Keywords: bulimia nervosa, mindfulness and acceptance-based treatment, treatment outcomes
1 |. INTRODUCTION
Mindfulness- and acceptance-based treatments (MABTs) such as Acceptance and Commitment Therapy (ACT), and Dialectical Behavior Therapy (DBT) have become a commonly used treatment technique for eating disorders (EDs). MABTs integrate traditional behavioral therapies with psychological strategies such as distress tolerance, mindful awareness, emotion modulation, and values-based decision making to facilitate behavior change (Baumeister, Heatherton, & Tice, 1994; Forman & Butryn, 2015; Shapiro, Carlson, Astin, & Freedman, 2006; Zimmerman, 2000). MABTs have quickly become one of the most frequently used treatments in clinical practice for EDs (Linardon, Fairburn, Fitzsimmons-Craft, Wilfley, & Brennan, 2017) and preliminary evidence supports the efficacy of MABTs for EDs like bulimia nervosa (BN) and binge eating disorder (BED) (Godfrey, Gallo, & Afari, 2015; Katterman, Kleinman, Hood, Nackers, & Corsica, 2014; Linardon, Fairburn, et al., 2017), with recent meta-analyses showing moderate-to-large improvements in primary outcomes (i.e., global eating pathology, remission, and binge eating frequency; (Linardon, Fairburn, et al., 2017). However, Cognitive Behavioral Therapy (CBT) remains the recommended first-line treatment for BN (American Psychiatric Association, 2006). Further research is needed on MABTs, including to direct comparison of outcomes from MABTs versus CBT.

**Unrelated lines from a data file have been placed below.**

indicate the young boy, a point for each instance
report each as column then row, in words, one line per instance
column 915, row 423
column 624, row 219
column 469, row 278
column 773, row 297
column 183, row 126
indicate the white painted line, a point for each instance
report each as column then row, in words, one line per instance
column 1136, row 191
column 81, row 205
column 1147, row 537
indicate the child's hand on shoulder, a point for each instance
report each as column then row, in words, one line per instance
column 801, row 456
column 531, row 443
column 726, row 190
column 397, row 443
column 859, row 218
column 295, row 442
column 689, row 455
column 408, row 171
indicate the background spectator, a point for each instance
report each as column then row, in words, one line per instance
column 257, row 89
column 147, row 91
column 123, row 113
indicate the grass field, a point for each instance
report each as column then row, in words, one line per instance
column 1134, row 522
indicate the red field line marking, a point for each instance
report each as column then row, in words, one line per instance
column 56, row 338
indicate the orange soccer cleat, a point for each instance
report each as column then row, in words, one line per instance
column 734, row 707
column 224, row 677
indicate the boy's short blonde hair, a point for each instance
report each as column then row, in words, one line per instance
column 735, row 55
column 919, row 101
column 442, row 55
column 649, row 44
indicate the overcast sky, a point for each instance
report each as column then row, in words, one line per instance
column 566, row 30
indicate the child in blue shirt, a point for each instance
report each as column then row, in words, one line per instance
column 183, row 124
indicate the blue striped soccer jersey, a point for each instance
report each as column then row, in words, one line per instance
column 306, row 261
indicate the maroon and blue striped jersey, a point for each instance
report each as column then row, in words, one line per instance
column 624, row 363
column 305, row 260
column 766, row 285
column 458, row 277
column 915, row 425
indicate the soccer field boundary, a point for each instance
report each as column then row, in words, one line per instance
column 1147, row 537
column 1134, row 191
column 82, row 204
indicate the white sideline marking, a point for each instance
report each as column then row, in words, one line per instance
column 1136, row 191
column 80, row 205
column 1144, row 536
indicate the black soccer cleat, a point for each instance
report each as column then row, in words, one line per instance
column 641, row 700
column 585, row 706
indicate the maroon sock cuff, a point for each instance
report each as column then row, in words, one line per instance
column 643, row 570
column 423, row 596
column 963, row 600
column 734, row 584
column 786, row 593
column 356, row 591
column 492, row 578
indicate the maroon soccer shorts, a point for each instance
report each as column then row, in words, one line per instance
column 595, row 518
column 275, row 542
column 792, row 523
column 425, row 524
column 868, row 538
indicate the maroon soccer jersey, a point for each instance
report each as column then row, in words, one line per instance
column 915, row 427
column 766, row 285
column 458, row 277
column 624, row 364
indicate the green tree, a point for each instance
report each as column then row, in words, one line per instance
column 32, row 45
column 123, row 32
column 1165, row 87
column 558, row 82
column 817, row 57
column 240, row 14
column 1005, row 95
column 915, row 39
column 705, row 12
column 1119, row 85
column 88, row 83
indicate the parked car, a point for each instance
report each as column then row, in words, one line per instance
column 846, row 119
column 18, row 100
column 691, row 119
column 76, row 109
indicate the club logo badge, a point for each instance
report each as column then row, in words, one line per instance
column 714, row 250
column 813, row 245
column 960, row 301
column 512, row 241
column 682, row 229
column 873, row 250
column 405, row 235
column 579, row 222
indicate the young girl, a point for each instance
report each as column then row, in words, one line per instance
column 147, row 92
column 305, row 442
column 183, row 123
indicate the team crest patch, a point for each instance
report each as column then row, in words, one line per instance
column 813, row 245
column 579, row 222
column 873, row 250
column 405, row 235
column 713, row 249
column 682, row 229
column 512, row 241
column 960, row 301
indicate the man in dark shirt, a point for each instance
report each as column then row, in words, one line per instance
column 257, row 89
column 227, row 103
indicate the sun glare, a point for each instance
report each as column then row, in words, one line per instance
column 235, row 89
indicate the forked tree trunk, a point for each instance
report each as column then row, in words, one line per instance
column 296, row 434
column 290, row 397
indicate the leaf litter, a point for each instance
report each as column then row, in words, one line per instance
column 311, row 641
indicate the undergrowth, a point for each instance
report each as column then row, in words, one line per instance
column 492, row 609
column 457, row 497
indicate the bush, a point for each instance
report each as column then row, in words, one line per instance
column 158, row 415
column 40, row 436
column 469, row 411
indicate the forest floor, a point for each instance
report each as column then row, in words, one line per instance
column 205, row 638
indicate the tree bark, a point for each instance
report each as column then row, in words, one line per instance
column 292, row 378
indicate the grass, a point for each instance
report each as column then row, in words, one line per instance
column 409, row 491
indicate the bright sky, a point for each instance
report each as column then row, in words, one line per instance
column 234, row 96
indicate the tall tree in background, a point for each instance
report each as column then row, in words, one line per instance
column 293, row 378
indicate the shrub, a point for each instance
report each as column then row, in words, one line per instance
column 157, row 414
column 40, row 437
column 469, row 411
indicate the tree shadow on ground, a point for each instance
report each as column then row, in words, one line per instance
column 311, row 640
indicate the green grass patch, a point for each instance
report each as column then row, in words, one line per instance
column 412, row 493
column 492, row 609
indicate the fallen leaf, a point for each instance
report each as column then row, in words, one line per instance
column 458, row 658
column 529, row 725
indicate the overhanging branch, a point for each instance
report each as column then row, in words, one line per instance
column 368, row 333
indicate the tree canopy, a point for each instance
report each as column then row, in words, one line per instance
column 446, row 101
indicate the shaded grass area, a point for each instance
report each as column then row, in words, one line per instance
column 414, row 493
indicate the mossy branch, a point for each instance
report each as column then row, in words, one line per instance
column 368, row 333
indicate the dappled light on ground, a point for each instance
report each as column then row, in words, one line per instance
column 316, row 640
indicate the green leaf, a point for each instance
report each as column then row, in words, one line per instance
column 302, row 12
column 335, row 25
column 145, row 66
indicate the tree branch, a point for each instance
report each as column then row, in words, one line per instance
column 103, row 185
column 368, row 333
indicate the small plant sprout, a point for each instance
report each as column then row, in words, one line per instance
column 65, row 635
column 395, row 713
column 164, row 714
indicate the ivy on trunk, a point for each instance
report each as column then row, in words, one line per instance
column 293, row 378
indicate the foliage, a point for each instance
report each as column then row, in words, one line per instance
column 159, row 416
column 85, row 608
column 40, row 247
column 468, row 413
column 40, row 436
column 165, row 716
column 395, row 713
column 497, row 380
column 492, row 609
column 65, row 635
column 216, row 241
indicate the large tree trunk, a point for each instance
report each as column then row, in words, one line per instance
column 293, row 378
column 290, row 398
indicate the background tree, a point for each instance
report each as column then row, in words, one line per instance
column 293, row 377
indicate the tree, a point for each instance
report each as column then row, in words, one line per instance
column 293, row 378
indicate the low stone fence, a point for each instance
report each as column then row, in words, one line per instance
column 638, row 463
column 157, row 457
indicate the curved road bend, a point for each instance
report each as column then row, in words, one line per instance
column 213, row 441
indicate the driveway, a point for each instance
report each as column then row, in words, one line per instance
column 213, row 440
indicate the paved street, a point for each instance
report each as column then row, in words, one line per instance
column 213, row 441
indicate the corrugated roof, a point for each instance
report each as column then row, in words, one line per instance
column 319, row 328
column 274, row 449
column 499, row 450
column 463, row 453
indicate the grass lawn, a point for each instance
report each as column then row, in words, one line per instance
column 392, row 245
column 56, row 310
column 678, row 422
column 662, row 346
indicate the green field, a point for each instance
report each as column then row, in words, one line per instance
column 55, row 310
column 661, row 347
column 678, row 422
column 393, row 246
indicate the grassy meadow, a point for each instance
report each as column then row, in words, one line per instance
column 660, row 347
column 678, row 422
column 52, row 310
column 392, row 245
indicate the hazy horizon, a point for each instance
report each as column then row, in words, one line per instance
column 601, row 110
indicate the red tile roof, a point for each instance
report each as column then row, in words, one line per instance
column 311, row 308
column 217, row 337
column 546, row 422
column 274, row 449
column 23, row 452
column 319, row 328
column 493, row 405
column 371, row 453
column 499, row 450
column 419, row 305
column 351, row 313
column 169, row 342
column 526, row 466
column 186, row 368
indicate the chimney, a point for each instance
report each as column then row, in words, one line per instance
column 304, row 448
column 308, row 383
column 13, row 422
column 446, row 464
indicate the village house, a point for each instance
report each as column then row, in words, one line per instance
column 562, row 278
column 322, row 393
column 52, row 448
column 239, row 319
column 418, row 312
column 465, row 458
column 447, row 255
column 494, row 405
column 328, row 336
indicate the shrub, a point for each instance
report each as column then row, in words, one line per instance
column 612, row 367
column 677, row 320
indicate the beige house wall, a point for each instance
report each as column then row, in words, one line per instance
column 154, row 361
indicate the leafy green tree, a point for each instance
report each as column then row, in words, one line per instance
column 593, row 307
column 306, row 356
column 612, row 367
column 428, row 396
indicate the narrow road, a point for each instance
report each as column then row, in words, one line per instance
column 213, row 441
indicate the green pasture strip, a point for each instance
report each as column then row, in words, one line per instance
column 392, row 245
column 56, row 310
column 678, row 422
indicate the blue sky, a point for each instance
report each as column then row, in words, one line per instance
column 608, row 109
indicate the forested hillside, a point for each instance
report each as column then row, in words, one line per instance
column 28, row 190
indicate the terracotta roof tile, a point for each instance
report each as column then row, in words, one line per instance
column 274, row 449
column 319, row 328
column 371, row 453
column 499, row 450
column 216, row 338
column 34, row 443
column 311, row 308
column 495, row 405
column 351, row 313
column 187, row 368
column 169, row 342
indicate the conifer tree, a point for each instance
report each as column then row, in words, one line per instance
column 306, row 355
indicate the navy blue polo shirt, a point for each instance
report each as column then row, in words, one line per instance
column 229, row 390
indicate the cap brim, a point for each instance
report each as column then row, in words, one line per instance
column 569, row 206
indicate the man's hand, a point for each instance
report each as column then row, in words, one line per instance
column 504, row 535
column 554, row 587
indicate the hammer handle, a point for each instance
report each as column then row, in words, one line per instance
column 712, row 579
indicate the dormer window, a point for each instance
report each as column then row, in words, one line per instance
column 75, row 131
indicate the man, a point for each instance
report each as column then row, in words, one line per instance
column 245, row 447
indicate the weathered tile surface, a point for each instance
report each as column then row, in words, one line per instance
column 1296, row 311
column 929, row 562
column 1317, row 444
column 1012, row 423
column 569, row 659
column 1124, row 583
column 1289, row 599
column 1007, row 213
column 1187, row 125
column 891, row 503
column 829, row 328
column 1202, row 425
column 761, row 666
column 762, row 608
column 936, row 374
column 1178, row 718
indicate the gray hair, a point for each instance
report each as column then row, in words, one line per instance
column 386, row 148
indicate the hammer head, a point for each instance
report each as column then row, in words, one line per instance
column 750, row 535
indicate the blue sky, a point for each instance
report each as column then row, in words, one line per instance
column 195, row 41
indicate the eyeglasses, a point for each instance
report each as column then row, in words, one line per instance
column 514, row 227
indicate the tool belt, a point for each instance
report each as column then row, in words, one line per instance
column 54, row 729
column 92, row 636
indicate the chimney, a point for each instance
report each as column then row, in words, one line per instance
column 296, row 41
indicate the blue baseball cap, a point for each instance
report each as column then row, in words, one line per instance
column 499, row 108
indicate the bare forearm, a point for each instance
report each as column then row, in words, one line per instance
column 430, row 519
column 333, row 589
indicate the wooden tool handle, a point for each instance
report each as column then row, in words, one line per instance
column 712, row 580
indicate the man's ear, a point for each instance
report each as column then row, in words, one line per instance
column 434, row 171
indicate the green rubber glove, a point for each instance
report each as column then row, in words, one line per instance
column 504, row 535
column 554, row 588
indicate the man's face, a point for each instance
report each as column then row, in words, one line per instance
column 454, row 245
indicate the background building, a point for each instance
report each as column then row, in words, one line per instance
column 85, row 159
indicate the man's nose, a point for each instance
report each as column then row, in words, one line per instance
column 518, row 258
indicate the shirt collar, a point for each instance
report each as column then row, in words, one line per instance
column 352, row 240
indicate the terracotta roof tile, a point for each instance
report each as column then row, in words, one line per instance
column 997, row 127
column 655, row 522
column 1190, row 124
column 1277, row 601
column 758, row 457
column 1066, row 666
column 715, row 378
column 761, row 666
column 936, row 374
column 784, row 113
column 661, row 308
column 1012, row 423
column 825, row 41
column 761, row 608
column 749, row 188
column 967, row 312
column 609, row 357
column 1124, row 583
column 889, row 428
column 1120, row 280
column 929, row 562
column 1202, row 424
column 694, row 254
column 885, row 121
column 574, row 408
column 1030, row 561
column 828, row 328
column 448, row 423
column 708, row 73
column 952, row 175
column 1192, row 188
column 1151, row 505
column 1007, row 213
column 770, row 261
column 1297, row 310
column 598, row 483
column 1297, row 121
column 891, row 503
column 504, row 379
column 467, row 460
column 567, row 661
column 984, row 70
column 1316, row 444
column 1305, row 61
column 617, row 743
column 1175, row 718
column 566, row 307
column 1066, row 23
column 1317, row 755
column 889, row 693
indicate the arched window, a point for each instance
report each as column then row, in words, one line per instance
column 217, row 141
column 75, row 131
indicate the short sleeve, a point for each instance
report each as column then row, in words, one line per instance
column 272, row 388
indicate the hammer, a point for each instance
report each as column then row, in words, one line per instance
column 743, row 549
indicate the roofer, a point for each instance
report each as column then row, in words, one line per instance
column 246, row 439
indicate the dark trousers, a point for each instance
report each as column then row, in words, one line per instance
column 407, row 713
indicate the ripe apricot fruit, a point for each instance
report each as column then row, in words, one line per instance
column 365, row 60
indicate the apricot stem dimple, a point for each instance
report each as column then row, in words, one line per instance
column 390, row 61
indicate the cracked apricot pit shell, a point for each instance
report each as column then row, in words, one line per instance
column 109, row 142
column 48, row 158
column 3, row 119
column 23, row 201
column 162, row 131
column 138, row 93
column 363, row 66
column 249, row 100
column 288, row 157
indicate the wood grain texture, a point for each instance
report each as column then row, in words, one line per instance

To date, the vast majority of MABT trials for EDs are either open trials or small randomized controlled trials (RCTs) that compared an MABT condition to a wait-list control, treatment-as-usual, or a minimally active treatment condition. While a small number of trials have shown comparable efficacy for an MABT when compared directly to CBT (Chen et al., 2017; Navarro-Haro et al., 2018; Wonderlich et al., 2014), they were limited by: (a) use of a non-standard length/dose of CBT (e.g., guided self-help CBT, partial hospitalization format; (Chen et al., 2017; Navarro-Haro et al., 2018; Peterson et al., 2020); (b) sample specific characteristics (e.g., including only individuals who also had co-morbid borderline personality disorder; (Navarro-Haro et al., 2018); and/or (c) use of an uncommon form of MABT (e.g., integrative cognitive affect therapy; (Peterson et al., 2020; Wonderlich et al., 2014). To the best of our knowledge, no study has compared an individual, outpatient MABT based on the most widely used MABT treatments (e.g., ACT and DBT), to individual, outpatient CBT.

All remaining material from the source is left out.